Çıkışı olmayan bir kapıya yolculuktu gidilen
Kucaklarda umut, koca yüreklerde som/altın
Kim çözer kansız kefenlerin susturulmuş dilini!
Yandı yürekler, kimdir geceyi üstümüze örten!
Karbon monoksit öldürdü beni anne, yaşım 15
Dışarıda yağmur varmış, ben mayısta üşüyorum
Bu haykırışlar, siren sesleri niçin!
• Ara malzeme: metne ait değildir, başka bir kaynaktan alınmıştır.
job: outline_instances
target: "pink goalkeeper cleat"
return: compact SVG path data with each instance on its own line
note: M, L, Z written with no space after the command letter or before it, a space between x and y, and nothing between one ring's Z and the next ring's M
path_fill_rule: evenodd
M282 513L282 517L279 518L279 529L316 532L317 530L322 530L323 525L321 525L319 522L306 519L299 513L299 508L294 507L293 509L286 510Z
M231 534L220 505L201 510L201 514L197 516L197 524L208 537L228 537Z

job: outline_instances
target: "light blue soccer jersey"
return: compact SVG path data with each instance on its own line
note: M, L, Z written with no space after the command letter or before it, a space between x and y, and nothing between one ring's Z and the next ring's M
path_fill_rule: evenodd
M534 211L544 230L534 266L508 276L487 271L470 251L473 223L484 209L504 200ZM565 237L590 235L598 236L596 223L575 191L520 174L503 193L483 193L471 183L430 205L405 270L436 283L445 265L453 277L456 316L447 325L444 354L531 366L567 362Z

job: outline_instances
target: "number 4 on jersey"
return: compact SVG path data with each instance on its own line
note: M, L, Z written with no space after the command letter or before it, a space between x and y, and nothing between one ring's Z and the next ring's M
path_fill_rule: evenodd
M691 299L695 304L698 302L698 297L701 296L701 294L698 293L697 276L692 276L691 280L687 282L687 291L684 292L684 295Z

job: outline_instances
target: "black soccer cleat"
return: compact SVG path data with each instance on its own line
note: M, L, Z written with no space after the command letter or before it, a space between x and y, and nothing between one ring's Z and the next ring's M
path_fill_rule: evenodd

Neyin bayramı
Yüzüm kirli, çıkamadım gün yüzüne, düşüyorum!
Güneş ile vedalaşıp dalardık derinlere, vakit tamam
Çiçek yetişmiyor yer altında, karanlık yaşam seyran
Biriktirmeyin yaslarınızı, ciğerimiz yanıyor hey anam
Örtün madenlerin kapısını, içerisi nicedir toz duman!
Kâğıtlar yetmiyor ölümlere, yorgunluktan kapandı göz
Ruhlar derin uykularda, soğuk odalarda uyur mu ki öz!
Gönlümüz delik deşik, ulusal yasa bile akıl ermiyor söz
Hangi ekmeğin katığıdır kan, kara tabutlarda matem köz
Çığlıklar tükendi, umutlar tükenmedi, duvarda kara resim
Babasız kaldı çocuklar, rüzgârın koynunda ölümün nefesi
Hangi güneşi astınız yer altına, umut ise mutluluğun sureti!
Saati ayrılığa kurar madenciler, bunun için boyarlar yüzlerini
Düş ektik toprak altındaki kırlara, hangi bahar çiçeklenir ölüm!
Acımız büyük, hüzün kaderle nikâhlı, yüreği kapkara bir zulüm
Devrik bedenlerde şaşkın nida, gözyaşı bu oyundaki hangi bölüm!
Kaderle anlaşmamız bozuldu dostlar, düşlerimi gökyüzüne gömün!.